Visto lo visto, a Ewan McGregor le hubiera ido mejor no ser tan ambicioso en su debut como director y empezar por misiones que no sean imposibles. Adaptar una de las mejores novelas del gran Philip Roth sería tarea ardua e intimidante para cualquier cineasta de envergadura. La decisión de McGregor no es muestra de valor sino de temeridad: y sale trasquilado. En primer lugar, por darse a sí mismo el papel protagonista. McGregor puede ser un actor eficaz en cierto tipo de papepes pero el del Sueco, que representa ni más ni menos que la demolición del sueño americano de la forma más cruel y devastadora, le queda muy grande. Como ocurriera con Ben Affleck en Vivir de noche, él solo arruina gran parte de la película porque en pocos momentos resulta creíble y conmovedor.

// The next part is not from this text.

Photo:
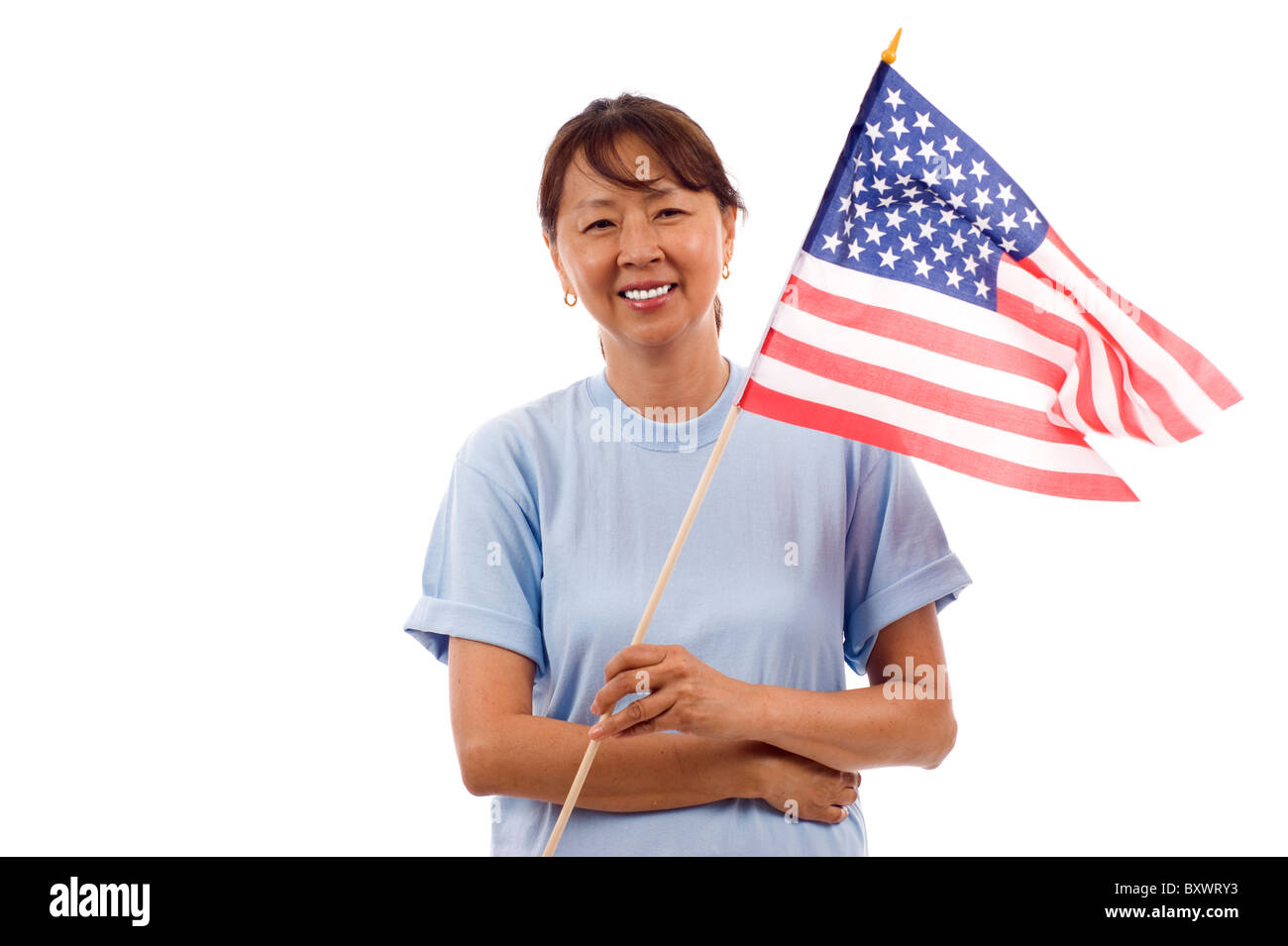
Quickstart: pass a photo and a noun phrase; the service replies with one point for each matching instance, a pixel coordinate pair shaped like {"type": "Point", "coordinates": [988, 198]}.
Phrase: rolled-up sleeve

Funciona, sí, cuando muestra al principio a ese hombre instalado en un mundo feliz que disfruta de su trabajo, tiene un hogar perfecto y cree en la bondad natural del ser humano. Ahí, las sonrisas encantadoras del actor encajan bien, e incluso funciona en una de las mejores escenas de la película, cuando su hija preadolescente le pide que la bese como besa a mamá, sumiéndolo en un desconcierto preagónico.

Cuando empiezan a caerle cascotes encima por las acciones peligrosas de su hija, ni él ni Jennifer Connelly encuentran la forma de dar a sus personajes la autenticidad que exige semejante erupción dramática. Ella tiene la disculpa de que su papel está muy mal escrito y está lleno de carencias, como si hubiera sido aligerado en el montaje.

Si a esas lagunas interpretativas sumamos una dirección plana e hipotensa, el resultado no puede ser más decepcionante y no permite abrigar grandes esperanzas sobre McGregor como director, salvo que (perdona la confianza, Ewan) busque proyectos más humildes para foguearse. Salvemos de la quema a una Dakota Fanning que sí muestra una acertada mezcla de dolor, patetismo, ira, odio y desamparo, y la hermosa (y tristísima) escena final.